Published July 23, 2002|Updated Sept. 3, 2005

The Bush administration, in a victory for social conservatives who oppose abortion, will withhold $34-million that had been earmarked for U.N. family planning programs overseas.

Instead, the money will go to international child survival and health programs of the U.S. Agency for International Development, officials said Monday.

Critics of the decision said it was driven by politics and vowed to fight to ensure funding for the U.N. program. U.N. SecretaryGeneral Kofi Annan said he was disappointed, and China said it hoped the decision will be changed.

Thoraya Obaid, executive director of the U.N. fund, questioned why the administration cut off aid to all countries, when in the past, the fund has simply promised not to spend the money in China.

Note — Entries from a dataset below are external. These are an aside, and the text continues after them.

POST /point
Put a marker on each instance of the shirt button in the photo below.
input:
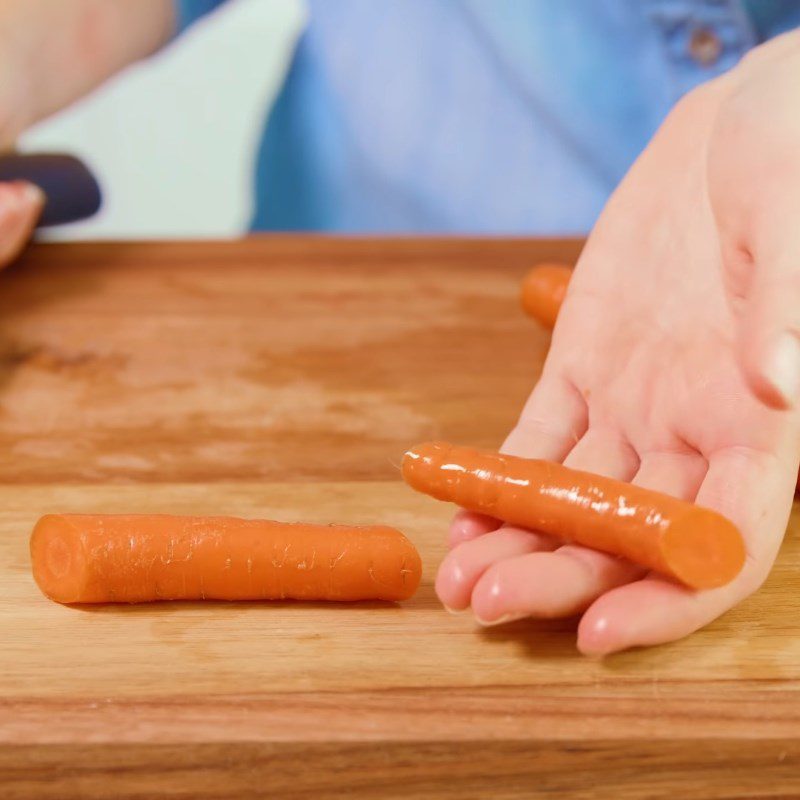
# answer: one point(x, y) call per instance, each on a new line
point(704, 46)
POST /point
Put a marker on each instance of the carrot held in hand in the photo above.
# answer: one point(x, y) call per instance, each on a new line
point(694, 545)
point(137, 558)
point(543, 292)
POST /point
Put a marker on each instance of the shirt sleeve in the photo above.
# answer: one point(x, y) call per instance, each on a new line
point(189, 11)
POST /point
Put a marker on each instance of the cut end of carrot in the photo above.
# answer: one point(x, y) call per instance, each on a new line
point(543, 292)
point(704, 550)
point(59, 563)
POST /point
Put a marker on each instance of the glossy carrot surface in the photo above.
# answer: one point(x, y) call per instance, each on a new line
point(139, 558)
point(543, 291)
point(694, 545)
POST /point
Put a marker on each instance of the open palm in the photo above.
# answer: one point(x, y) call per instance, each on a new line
point(645, 383)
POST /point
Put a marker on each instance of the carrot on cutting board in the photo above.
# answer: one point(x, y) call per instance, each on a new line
point(694, 545)
point(138, 558)
point(543, 292)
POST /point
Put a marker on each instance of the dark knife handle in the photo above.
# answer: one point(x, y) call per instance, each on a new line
point(72, 191)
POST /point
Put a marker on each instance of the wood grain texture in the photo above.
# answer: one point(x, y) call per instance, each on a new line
point(283, 378)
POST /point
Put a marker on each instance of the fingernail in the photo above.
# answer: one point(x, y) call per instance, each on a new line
point(782, 369)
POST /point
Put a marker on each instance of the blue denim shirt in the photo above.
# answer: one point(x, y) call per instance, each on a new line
point(482, 116)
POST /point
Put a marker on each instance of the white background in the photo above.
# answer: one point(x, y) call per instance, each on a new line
point(173, 140)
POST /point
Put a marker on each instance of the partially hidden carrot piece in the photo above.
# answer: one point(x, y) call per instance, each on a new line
point(694, 545)
point(543, 292)
point(138, 558)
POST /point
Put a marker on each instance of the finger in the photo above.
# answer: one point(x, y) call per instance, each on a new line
point(676, 474)
point(604, 452)
point(465, 564)
point(468, 525)
point(542, 584)
point(754, 491)
point(20, 207)
point(553, 419)
point(769, 330)
point(568, 580)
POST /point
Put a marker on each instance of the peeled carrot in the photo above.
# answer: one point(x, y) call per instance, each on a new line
point(543, 292)
point(692, 544)
point(138, 558)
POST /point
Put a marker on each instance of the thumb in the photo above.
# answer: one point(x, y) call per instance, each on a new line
point(769, 346)
point(21, 205)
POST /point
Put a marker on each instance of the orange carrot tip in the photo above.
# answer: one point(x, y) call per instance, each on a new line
point(543, 291)
point(694, 545)
point(139, 558)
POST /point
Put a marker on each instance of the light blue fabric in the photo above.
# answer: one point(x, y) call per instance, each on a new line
point(480, 116)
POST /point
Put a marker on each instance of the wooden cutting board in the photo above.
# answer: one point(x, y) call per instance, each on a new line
point(283, 378)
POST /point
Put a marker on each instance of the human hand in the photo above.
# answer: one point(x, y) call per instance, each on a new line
point(673, 359)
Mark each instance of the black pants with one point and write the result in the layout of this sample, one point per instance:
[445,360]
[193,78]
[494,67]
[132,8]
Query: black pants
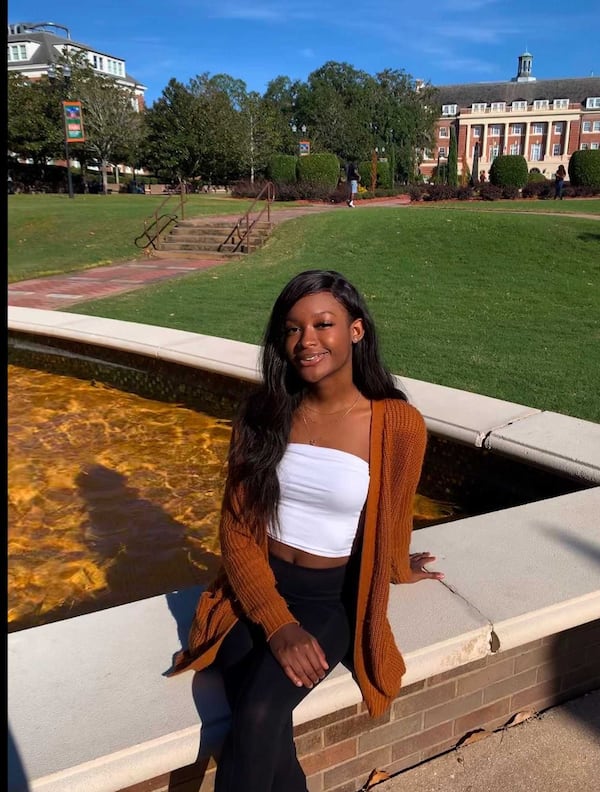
[259,753]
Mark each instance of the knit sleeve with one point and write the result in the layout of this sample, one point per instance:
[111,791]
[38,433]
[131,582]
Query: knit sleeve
[405,440]
[251,577]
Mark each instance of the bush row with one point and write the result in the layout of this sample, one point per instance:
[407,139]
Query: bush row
[494,192]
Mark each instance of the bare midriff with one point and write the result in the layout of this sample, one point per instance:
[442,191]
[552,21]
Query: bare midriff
[301,558]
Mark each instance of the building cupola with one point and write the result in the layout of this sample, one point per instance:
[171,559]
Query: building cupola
[524,72]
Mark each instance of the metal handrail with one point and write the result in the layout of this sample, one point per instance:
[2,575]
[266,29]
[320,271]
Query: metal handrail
[243,226]
[150,233]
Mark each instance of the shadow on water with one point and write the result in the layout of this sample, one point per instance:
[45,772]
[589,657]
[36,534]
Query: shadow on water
[134,531]
[209,699]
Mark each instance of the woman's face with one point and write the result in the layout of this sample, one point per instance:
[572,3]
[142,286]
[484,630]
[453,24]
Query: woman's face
[319,334]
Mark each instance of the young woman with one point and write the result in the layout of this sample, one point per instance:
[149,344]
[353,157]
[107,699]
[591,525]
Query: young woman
[323,467]
[353,178]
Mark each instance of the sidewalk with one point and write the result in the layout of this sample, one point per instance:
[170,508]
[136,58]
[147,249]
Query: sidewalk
[558,750]
[59,292]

A State Department fact-finding team recommended the administration maintain the earlier arrangement.

But State Department spokesman Richard Boucher, in announcing the decision, said the administration considered the law and other factors and concluded "that theU.N. Population Fund moneys go to Chinese agencies that carry out coercive programs" that involve abortion.

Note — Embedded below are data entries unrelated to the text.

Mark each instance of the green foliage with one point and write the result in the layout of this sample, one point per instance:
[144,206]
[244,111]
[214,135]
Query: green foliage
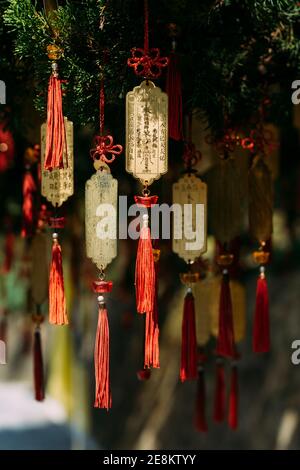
[232,53]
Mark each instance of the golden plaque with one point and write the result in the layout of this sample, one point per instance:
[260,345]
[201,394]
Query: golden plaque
[57,184]
[190,214]
[101,202]
[146,132]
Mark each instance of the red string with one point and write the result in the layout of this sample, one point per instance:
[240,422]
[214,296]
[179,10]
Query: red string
[146,27]
[101,106]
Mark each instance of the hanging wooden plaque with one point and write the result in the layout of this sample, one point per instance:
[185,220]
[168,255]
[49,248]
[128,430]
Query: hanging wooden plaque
[101,201]
[57,184]
[189,229]
[146,132]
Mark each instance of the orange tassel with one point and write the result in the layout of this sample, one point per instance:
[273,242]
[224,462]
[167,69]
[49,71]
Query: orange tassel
[151,357]
[29,188]
[8,252]
[200,417]
[57,299]
[261,327]
[56,133]
[101,356]
[38,370]
[220,393]
[188,366]
[233,399]
[145,271]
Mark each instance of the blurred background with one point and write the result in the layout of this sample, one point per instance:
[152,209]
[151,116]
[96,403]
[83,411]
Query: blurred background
[158,413]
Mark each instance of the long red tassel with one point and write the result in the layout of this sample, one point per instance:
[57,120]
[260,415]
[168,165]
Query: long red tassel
[3,326]
[145,271]
[233,399]
[175,98]
[261,327]
[220,393]
[38,368]
[101,356]
[225,342]
[200,416]
[56,133]
[57,299]
[151,354]
[29,188]
[143,374]
[188,367]
[8,251]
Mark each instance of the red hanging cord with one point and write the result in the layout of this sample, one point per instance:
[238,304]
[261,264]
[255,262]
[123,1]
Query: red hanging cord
[101,107]
[261,326]
[220,393]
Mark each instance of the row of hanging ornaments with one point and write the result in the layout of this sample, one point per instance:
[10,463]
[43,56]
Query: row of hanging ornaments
[147,122]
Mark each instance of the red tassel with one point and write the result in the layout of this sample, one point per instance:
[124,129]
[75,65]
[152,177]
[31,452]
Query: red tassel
[261,327]
[233,399]
[175,98]
[57,300]
[151,355]
[220,395]
[101,356]
[29,188]
[145,271]
[8,252]
[200,417]
[143,374]
[3,326]
[56,133]
[38,368]
[188,367]
[225,343]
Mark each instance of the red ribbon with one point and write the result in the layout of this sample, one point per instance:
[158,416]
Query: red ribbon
[104,147]
[147,63]
[191,156]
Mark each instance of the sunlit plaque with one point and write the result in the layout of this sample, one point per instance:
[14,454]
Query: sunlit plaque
[101,199]
[57,184]
[189,229]
[146,132]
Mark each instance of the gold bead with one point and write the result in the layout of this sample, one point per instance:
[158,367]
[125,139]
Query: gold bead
[225,260]
[189,278]
[261,257]
[54,52]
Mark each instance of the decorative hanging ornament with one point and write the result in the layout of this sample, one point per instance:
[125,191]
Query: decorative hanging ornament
[174,89]
[147,160]
[261,227]
[39,292]
[56,182]
[189,242]
[101,202]
[7,147]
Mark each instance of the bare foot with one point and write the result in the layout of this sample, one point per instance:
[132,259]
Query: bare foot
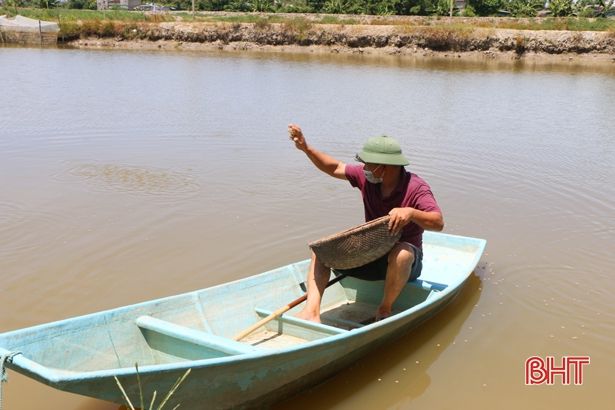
[311,316]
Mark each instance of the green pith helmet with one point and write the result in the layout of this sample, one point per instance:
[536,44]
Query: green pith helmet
[382,150]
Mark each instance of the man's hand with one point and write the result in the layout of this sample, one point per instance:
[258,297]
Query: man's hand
[296,135]
[400,217]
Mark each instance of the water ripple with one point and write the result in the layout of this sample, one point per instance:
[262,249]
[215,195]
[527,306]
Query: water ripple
[135,179]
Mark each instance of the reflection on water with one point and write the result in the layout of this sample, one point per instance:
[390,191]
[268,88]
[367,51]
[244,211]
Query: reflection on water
[178,175]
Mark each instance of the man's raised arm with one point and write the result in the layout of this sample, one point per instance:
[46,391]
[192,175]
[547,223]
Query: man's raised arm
[323,162]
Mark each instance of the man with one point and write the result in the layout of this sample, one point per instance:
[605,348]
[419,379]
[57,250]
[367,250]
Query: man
[387,188]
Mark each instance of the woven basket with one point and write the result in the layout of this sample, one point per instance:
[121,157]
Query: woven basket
[356,246]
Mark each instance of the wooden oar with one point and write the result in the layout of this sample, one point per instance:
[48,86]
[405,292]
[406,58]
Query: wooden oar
[281,311]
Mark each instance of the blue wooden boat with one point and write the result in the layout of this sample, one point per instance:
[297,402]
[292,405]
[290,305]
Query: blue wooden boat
[195,331]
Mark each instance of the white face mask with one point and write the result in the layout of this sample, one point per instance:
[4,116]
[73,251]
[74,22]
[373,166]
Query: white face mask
[369,175]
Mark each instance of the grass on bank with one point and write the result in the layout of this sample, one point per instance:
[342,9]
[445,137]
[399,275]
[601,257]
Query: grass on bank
[75,23]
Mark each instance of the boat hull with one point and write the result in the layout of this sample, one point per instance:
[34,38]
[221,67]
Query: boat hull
[225,374]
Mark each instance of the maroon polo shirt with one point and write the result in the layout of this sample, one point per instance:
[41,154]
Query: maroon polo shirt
[411,191]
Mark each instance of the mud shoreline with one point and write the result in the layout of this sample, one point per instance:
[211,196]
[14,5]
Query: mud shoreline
[535,46]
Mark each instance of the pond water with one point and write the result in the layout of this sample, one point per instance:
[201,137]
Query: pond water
[127,176]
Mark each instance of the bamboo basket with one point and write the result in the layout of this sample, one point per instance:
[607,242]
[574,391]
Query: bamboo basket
[356,246]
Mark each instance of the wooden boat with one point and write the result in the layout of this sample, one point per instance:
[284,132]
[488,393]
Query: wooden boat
[195,331]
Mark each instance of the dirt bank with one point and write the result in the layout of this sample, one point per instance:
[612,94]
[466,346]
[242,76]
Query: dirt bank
[411,40]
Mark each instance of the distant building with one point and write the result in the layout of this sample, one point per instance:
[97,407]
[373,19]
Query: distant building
[121,4]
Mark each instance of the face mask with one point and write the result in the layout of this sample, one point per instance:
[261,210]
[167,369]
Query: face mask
[369,175]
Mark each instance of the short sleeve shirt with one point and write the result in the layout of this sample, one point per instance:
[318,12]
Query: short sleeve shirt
[411,191]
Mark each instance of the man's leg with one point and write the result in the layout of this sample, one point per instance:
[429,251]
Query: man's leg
[400,261]
[317,279]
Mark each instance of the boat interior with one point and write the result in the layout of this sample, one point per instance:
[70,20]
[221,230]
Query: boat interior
[201,325]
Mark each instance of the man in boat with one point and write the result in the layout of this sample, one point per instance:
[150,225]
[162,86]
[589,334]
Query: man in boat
[387,188]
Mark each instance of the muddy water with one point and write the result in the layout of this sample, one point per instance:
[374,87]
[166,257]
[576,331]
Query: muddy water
[127,176]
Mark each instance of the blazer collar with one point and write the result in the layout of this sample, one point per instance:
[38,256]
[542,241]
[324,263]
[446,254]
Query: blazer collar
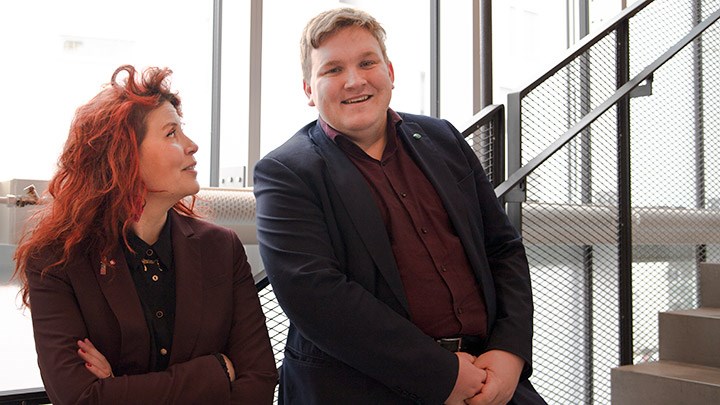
[361,207]
[420,146]
[119,290]
[188,287]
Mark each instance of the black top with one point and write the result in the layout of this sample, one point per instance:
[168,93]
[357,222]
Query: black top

The White House was involved in the decision and President Bush supported the action, he said.

White House officials privately said conservative activists have pressured the administration for months to prove Bush's antiabortion credentials by permanently denying money to the U.N. fund, which helps countries with reproductive and sexual health, family planning and population strategy.

White House spokesman Scott McClellan said the State Department "made a decision based on the law and the law is clear that we cannot use federal tax dollars to support or fund organizations abroad that support or fund coerced abortions." The Kemp-Kasten amendment was passed in 1985.

He dismissed allegations of political motivations.

Reading from the report of a U.S. government fact-finding team that traveled to China in May, McClellan said: "The population programs of the People's Republic of China retain coercive elements in law and in practice."

The same report found no evidence that the U.N. fund has "knowingly supported or partici-pated in the management of a program of coercive abortion or involuntary sterilization" in China.

The team recommended that the administration release up to $34-million but that "no U.S. government funds be allocated for population programs in the PRC."